Following Greg’s recent posts on Sugar, I’m playing with running it a bit; might even try to use it as my dominant platform for a while. Some thoughts, all written from within Sugar:
- The journal is not perfect yet but is a much more useful primary interface than the stock win3.1/macOS/GNOME desktop. Would be even better if it allowed organization into tasks. (I’m told there is some work on tagging, but I prefer to think ‘tasking’ rather than ‘tagging.’ Tagging is nebulous; tasking could be tied into a GTD approach to things which would be terrific for kids.)
- conceptually, the single-window-single-app and simplified UI design choices are appealing to me, but in practice it still seems very rough- like there was a vision here, but one that was not well communicated and hence implemented very unevenly. Hopefully that will improve with time.
- You never know when you’ll miss having a clock.
- copy/paste seems to use the shelf metaphor Seth advocated for ages ago, but I can’t fully figure it out.
- For this to succeed as an actual educational tool, and not just an interesting experience in a new desktop shell, will require massive investment in – and rethinking of – virtually every single application in this new context. The included moon phase calculator is a very depressing example of this. A moon phase calculator intended for children could (for example) be used to show the sun, moon, and earth, demonstrating the relationship between the three, ideally implicitly educating the youngest kids in the nature of the solar system, and when appropriate explicitly educating older kids in the physics of light and gravity. Instead, what you get is… basically a screenshot of the moon and some meaningless numbers; not even links to explanations, much less to something interactive. Not a bad app, per se, but much work is needed (design and then coding) before it achieves its potential.
- Sugar uses trac for bug tracking. Trac is a fine app which I have recommended for small projects, but Sugar is not (or rather should not be) a small project. The sooner they get migrated to a serious bug tracking tool1 the better it will be for the project.
Two major observations I take away from this:
- It was tremendously ballsy of the original design team to make so many radical, paradigm-shifting changes to the user interface and (more importantly) to the mental interaction model. It seems important that this succeeds if we ever want to evolve our interaction models from the one we have now- if nothing else, we need to learn how to wrap our heads around different models, and learn what implications changes have for design, education, etc. You can see that this comes at a cost, though- the polish is low (in part because so much has had to be written from scratch) and the cost of porting applications is high (because you have to change them so much), so out of the box the functionality is pretty limited. The ceiling has been raised- once fully realized this will be a better tool for education than a standard OS. In the mean time the experience is not great, and hitting that high ceiling will take years.
- Despite the near total lack of apps and many rough edges I could still use this as my default desktop.
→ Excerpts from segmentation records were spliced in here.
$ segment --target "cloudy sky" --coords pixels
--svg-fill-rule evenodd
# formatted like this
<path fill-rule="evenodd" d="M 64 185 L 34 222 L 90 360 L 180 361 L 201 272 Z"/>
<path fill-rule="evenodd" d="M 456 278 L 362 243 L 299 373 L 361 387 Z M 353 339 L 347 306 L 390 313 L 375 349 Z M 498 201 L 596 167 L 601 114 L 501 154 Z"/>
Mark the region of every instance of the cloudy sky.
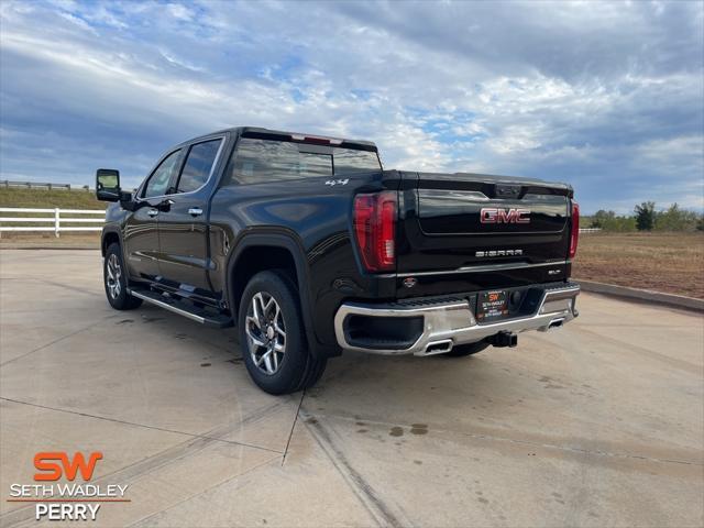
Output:
<path fill-rule="evenodd" d="M 704 3 L 0 3 L 0 179 L 136 185 L 251 124 L 387 168 L 571 183 L 583 210 L 704 207 Z"/>

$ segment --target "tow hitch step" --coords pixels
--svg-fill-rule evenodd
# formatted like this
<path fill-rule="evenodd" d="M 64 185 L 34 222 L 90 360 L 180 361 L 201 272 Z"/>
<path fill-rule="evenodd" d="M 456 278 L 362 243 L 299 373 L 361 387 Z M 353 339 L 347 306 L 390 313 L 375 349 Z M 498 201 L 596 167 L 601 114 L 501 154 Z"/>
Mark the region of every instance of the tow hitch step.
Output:
<path fill-rule="evenodd" d="M 227 328 L 233 326 L 231 317 L 222 314 L 212 314 L 211 311 L 208 311 L 204 308 L 198 308 L 190 302 L 178 300 L 173 297 L 166 297 L 165 295 L 158 294 L 156 292 L 151 292 L 147 289 L 130 289 L 129 293 L 138 299 L 142 299 L 152 305 L 156 305 L 160 308 L 164 308 L 168 311 L 173 311 L 174 314 L 178 314 L 179 316 L 187 317 L 188 319 L 200 322 L 201 324 L 206 324 L 208 327 Z"/>

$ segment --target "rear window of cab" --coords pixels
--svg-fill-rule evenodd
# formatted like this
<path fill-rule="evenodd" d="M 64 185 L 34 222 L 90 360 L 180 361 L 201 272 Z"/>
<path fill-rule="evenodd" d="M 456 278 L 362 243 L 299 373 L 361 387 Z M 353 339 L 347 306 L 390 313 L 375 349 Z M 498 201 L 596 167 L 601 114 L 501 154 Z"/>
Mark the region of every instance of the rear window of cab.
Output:
<path fill-rule="evenodd" d="M 381 170 L 376 152 L 286 141 L 241 138 L 228 180 L 256 184 Z"/>

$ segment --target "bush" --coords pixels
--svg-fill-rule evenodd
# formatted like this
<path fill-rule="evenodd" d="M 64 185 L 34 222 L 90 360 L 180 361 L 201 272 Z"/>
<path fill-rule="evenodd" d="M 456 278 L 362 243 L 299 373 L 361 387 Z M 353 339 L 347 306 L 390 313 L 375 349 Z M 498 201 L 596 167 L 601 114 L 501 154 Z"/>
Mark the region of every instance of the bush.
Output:
<path fill-rule="evenodd" d="M 601 209 L 592 217 L 584 217 L 584 226 L 603 231 L 626 233 L 632 231 L 704 231 L 704 215 L 689 211 L 672 204 L 664 211 L 656 211 L 653 201 L 635 207 L 635 217 L 618 216 Z"/>
<path fill-rule="evenodd" d="M 656 216 L 654 229 L 657 231 L 694 231 L 701 221 L 696 212 L 680 209 L 676 204 L 672 204 L 666 211 Z"/>
<path fill-rule="evenodd" d="M 644 201 L 636 206 L 635 211 L 638 231 L 652 231 L 656 224 L 656 202 Z"/>

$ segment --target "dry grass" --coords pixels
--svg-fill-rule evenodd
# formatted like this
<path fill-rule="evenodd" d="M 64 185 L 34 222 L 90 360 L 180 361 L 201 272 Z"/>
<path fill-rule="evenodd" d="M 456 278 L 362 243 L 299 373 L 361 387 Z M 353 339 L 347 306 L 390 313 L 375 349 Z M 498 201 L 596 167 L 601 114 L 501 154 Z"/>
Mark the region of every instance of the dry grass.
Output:
<path fill-rule="evenodd" d="M 86 189 L 44 190 L 0 187 L 0 207 L 35 207 L 62 209 L 105 209 L 107 204 Z"/>
<path fill-rule="evenodd" d="M 95 248 L 100 249 L 100 232 L 62 233 L 57 239 L 54 233 L 19 233 L 4 232 L 0 238 L 0 248 Z"/>
<path fill-rule="evenodd" d="M 704 233 L 582 234 L 572 275 L 704 298 Z"/>

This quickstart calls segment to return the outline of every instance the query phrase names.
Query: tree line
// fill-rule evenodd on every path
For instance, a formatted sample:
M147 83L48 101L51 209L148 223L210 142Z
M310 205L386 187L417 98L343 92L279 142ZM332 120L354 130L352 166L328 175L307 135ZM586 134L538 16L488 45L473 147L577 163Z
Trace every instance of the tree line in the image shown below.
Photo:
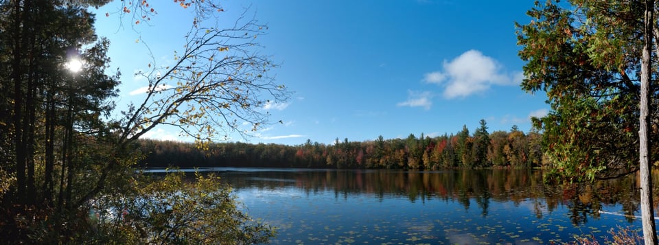
M118 112L121 73L106 71L110 41L97 35L93 12L111 2L0 0L1 243L267 242L274 230L244 213L216 178L134 168L137 139L157 125L200 142L268 121L263 105L288 92L255 40L267 27L245 16L220 22L219 1L174 1L170 8L192 14L181 17L187 33L170 40L182 43L176 63L145 62L135 74L146 81L143 100ZM167 8L114 3L105 16L132 30Z
M470 134L466 126L455 134L430 137L423 133L405 139L297 145L216 143L200 149L190 143L141 139L145 167L262 167L336 169L439 170L456 167L542 167L542 135L513 126L487 132L487 122Z

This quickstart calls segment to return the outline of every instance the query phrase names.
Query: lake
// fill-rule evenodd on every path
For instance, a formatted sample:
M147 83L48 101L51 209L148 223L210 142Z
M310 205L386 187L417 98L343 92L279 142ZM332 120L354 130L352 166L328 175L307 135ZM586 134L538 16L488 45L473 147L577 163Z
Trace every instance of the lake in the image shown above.
M638 180L546 185L539 170L217 168L273 244L543 244L640 233Z

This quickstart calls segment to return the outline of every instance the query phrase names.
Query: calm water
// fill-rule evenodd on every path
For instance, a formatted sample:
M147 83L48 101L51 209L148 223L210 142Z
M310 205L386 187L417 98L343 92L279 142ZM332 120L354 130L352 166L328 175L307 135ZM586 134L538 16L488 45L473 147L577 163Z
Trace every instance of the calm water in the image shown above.
M529 170L216 170L279 227L273 244L542 244L641 228L634 176L561 187Z

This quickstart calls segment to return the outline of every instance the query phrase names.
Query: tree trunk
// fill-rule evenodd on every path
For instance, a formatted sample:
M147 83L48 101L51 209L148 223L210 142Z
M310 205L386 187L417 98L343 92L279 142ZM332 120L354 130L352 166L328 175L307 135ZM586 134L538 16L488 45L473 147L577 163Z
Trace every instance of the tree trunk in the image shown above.
M649 155L648 152L648 113L651 56L652 48L652 31L654 11L654 1L645 0L645 22L644 28L645 45L640 67L640 115L638 130L639 165L640 174L640 212L643 224L643 238L645 245L656 245L656 228L654 224L654 211L652 204L652 178L650 175Z

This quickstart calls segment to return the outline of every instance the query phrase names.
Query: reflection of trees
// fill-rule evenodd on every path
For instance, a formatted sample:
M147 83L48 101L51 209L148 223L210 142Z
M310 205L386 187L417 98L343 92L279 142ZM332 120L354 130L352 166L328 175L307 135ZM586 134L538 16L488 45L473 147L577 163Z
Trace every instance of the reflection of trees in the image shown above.
M240 172L223 178L238 189L294 186L308 194L334 191L337 198L367 194L381 200L386 196L403 197L413 202L437 199L455 201L465 210L474 202L483 216L487 215L492 200L512 202L516 205L531 202L537 218L542 218L544 212L567 207L575 225L589 217L599 218L604 205L620 205L621 212L629 215L628 221L632 222L638 213L639 196L634 176L588 185L560 187L545 185L541 171L528 170L301 170Z

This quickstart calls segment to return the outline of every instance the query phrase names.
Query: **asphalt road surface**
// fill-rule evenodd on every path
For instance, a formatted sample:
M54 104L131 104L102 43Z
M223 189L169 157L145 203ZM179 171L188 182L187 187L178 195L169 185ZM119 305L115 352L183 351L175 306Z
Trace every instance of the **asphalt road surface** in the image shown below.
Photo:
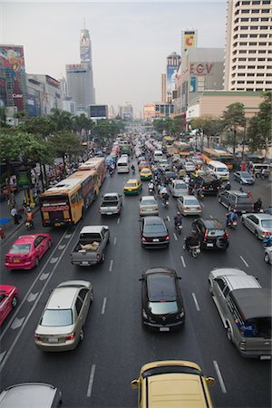
M216 267L239 267L257 277L262 287L271 287L271 270L263 261L260 241L239 223L237 230L229 232L226 252L205 251L194 259L182 249L193 217L184 218L182 235L175 235L177 206L176 199L170 198L168 209L160 201L160 215L169 219L170 248L144 249L140 239L138 196L123 197L120 217L102 219L98 211L101 195L121 192L128 178L127 174L107 176L100 197L73 228L43 228L37 214L35 231L53 236L53 247L37 268L10 272L4 267L12 242L26 233L24 226L3 243L1 282L15 285L20 294L16 309L2 326L1 389L17 383L44 382L63 392L66 407L136 407L137 392L131 390L130 382L138 377L143 364L185 359L196 362L206 375L215 378L210 393L216 407L270 407L271 363L243 358L228 342L208 288L209 273ZM232 186L239 188L235 181ZM265 206L270 204L267 180L257 180L250 190L255 199L261 197ZM148 195L147 182L143 194ZM205 197L202 216L225 222L226 211L216 197ZM73 266L70 252L80 228L99 224L109 225L111 231L103 264L86 268ZM156 266L173 267L181 277L186 319L179 333L154 334L141 326L139 277L143 270ZM93 286L85 338L74 351L44 353L34 345L35 327L49 290L69 279L90 280Z

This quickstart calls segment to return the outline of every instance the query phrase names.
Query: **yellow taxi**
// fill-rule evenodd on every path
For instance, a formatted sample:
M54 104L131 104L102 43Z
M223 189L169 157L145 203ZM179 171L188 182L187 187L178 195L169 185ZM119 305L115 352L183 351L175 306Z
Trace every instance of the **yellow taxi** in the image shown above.
M151 180L152 179L152 171L148 167L144 167L141 169L140 173L141 180Z
M125 196L140 194L141 189L141 181L137 179L130 179L124 185L123 193Z
M214 383L196 363L167 360L144 364L131 386L138 389L138 408L213 408L208 385Z

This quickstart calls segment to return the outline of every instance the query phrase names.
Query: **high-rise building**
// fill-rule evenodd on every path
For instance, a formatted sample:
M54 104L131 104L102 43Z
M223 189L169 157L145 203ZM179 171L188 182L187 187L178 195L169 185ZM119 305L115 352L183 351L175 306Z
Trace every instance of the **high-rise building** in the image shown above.
M271 0L228 1L225 90L271 90Z
M166 102L166 73L161 73L160 78L160 99L162 103Z

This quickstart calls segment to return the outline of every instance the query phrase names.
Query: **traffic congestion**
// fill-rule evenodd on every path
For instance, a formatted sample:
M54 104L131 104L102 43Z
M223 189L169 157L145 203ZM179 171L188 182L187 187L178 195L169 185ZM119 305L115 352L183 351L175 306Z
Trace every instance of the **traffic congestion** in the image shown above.
M0 407L271 406L267 169L142 130L107 153L2 242Z

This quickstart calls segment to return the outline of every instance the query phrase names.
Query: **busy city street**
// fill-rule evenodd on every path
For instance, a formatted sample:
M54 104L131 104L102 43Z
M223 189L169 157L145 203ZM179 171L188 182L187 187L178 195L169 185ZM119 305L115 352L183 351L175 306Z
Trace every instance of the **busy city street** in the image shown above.
M136 163L134 159L137 168ZM139 177L137 171L135 177ZM102 196L113 191L122 194L129 178L128 174L108 174L99 197L74 228L43 228L36 213L34 232L51 234L52 248L37 267L2 273L3 284L19 287L18 305L1 335L2 387L24 382L48 383L62 391L63 406L134 407L137 393L131 390L130 382L137 378L141 366L151 361L180 359L196 362L206 375L215 378L216 384L210 388L215 406L269 407L270 362L242 357L228 340L208 286L214 267L235 267L256 277L261 287L270 288L271 270L263 260L261 241L238 220L237 229L229 230L227 251L203 250L195 259L182 248L183 238L189 234L195 217L183 217L183 230L178 235L173 222L177 199L171 197L168 209L158 199L160 216L169 229L169 248L142 248L138 196L123 196L118 216L101 217L99 213ZM238 183L231 180L231 184L238 189ZM257 180L250 187L254 199L261 197L264 207L270 204L269 187L267 180ZM143 182L141 195L148 195L148 182ZM225 223L226 209L217 197L205 197L201 207L201 217ZM79 230L87 225L109 226L105 259L96 266L73 266L70 253ZM15 236L2 242L2 270L5 254L25 232L22 225ZM152 333L141 326L139 278L153 267L174 268L181 277L185 324L179 332ZM65 353L38 350L34 331L50 290L61 282L75 279L90 281L93 287L83 343Z

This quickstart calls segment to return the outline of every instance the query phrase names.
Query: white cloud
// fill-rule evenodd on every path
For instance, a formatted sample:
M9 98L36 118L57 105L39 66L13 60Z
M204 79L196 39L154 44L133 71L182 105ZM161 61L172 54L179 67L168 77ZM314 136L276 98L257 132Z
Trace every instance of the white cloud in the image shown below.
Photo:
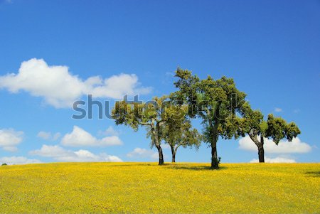
M100 134L100 135L106 135L106 136L110 136L110 135L118 136L119 135L119 132L117 130L115 130L112 127L110 126L107 129L105 129L105 131L99 132L99 134Z
M168 144L161 144L161 148L164 149L171 149L171 147L170 147L170 145Z
M28 159L23 156L11 156L0 158L0 164L38 164L41 163L37 159Z
M274 112L282 112L282 109L280 109L279 107L275 107L274 108Z
M105 153L94 154L87 150L78 151L66 150L58 145L43 145L41 149L31 151L31 155L53 158L58 161L65 162L121 162L116 156L108 155Z
M257 151L257 146L249 136L242 137L239 140L239 148L252 151ZM287 140L282 140L278 145L276 145L270 139L265 139L264 148L265 151L270 154L308 153L311 150L311 146L302 142L299 137L294 138L291 142Z
M59 132L57 132L55 134L51 134L51 132L39 132L38 133L37 137L40 137L44 140L52 140L52 141L56 141L59 137L60 137L61 134Z
M23 140L23 132L13 129L0 129L0 148L8 151L16 151L16 146Z
M63 137L61 144L69 146L108 146L122 145L122 141L117 136L98 139L84 129L74 126L73 132Z
M139 86L136 75L119 74L106 79L92 76L85 80L72 75L67 66L48 66L43 59L21 63L17 74L0 76L0 88L17 93L20 90L41 97L55 107L71 107L82 95L121 99L125 95L146 94L150 87Z
M127 156L129 158L149 158L151 159L157 159L159 154L151 149L136 148L132 151L128 153Z
M287 159L284 157L276 157L274 159L265 157L265 163L296 163L296 161L292 159ZM250 163L259 163L258 159L252 159L250 161Z

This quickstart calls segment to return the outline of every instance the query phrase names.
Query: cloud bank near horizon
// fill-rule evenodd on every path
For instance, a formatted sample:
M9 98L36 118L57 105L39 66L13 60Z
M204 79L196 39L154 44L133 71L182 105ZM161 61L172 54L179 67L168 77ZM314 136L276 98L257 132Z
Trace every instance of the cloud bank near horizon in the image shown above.
M96 98L122 99L123 96L148 94L149 87L142 87L135 74L120 73L103 79L92 76L82 80L65 65L48 65L43 59L32 58L21 63L18 73L0 76L0 89L11 93L25 91L42 97L56 108L71 107L86 95Z

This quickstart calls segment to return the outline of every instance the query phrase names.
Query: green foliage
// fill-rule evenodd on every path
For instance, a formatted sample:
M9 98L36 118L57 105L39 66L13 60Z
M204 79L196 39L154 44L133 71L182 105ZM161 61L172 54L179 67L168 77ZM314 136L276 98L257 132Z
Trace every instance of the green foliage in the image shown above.
M209 75L200 80L191 72L179 68L176 77L179 80L174 85L179 90L171 96L178 100L177 103L191 107L190 117L203 119L205 142L215 147L219 137L230 139L238 136L235 115L240 112L246 95L236 88L233 79L222 77L214 80ZM217 156L213 156L212 163L216 168Z
M276 144L278 144L279 141L284 138L292 141L294 137L301 133L294 122L287 124L282 118L274 117L272 114L268 115L267 124L267 129L265 136L272 138Z

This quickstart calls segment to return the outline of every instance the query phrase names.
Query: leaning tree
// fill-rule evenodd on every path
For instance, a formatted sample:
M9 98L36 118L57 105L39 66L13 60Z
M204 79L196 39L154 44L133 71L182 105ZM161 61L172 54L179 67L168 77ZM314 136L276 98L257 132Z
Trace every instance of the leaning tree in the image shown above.
M134 131L137 131L139 127L146 127L150 130L152 144L159 152L159 165L164 162L161 146L162 127L168 120L184 117L185 115L183 107L169 105L167 96L155 97L145 103L117 101L112 112L117 125L129 126Z
M198 149L202 137L196 129L192 128L191 122L187 118L168 121L162 130L163 139L171 149L172 162L176 162L178 148L195 147Z
M265 138L271 139L277 145L281 139L287 139L291 141L301 133L294 122L287 123L282 118L275 117L272 114L265 121L262 113L252 110L247 103L242 105L241 114L242 117L236 122L239 127L238 133L242 137L246 134L249 135L258 149L260 163L265 162Z
M217 142L219 137L236 137L233 123L237 112L245 103L246 95L239 91L232 78L214 80L210 76L200 80L187 70L178 68L174 85L179 89L172 96L178 103L189 106L188 115L199 117L204 126L203 141L211 147L211 168L219 168Z

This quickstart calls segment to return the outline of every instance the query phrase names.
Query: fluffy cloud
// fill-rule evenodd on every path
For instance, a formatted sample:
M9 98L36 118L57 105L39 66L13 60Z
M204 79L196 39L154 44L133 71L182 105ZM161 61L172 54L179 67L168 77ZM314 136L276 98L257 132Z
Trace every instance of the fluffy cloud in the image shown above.
M119 135L119 132L111 126L109 127L107 129L105 129L103 132L99 132L99 134L101 135L107 135L107 136L110 136L110 135L118 136Z
M87 150L78 151L66 150L59 146L43 145L41 149L31 151L31 155L53 158L58 161L65 162L121 162L116 156L108 155L105 153L94 154Z
M0 88L16 93L20 90L41 97L55 107L70 107L84 95L94 97L122 98L124 95L146 94L150 87L139 87L136 75L119 74L102 79L93 76L85 80L72 75L67 66L48 66L43 59L21 63L17 74L0 76Z
M23 132L14 129L0 129L0 147L8 151L16 151L16 146L23 140Z
M294 159L287 159L284 157L276 157L274 159L270 159L268 157L265 158L265 163L296 163ZM258 159L252 159L250 163L259 163Z
M158 153L153 151L152 150L136 148L132 151L130 151L127 154L129 158L149 158L151 159L158 159Z
M282 112L282 109L279 108L279 107L275 107L274 108L274 112Z
M37 134L38 137L40 137L44 140L52 140L52 141L56 141L60 136L61 134L60 134L59 132L57 132L55 134L51 134L51 132L39 132L39 133L38 133Z
M107 146L122 145L122 141L117 136L98 139L84 129L74 126L73 132L63 137L61 144L68 146Z
M41 163L37 159L28 159L23 156L11 156L0 158L0 164L38 164Z
M265 151L270 154L293 154L308 153L311 147L306 143L302 142L299 137L294 138L291 142L287 140L280 141L278 145L270 139L265 139ZM249 136L239 140L239 148L244 150L257 151L257 148Z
Why? Because it has a web browser, and that is where so much of my life lives now.2 Among other things, this reminds me that if you’re working on a desktop shell that doesn’t treat website-applications as a peer to traditional apps (as Sugar does, albeit roughly, in the journal) you should probably rethink what you’re doing. Unfortunately, I’d also guess that the easy reliance on web apps will slow first-world developers from working on applications that work well on a third-world network.
Unfortunately, I don’t think I can use Sugar full time yet (there are a few apps that I need that won’t run under it, as I understand things) but for those of you who are slightly more flexible it seems like it might be a worthwhile project to use and get involved in.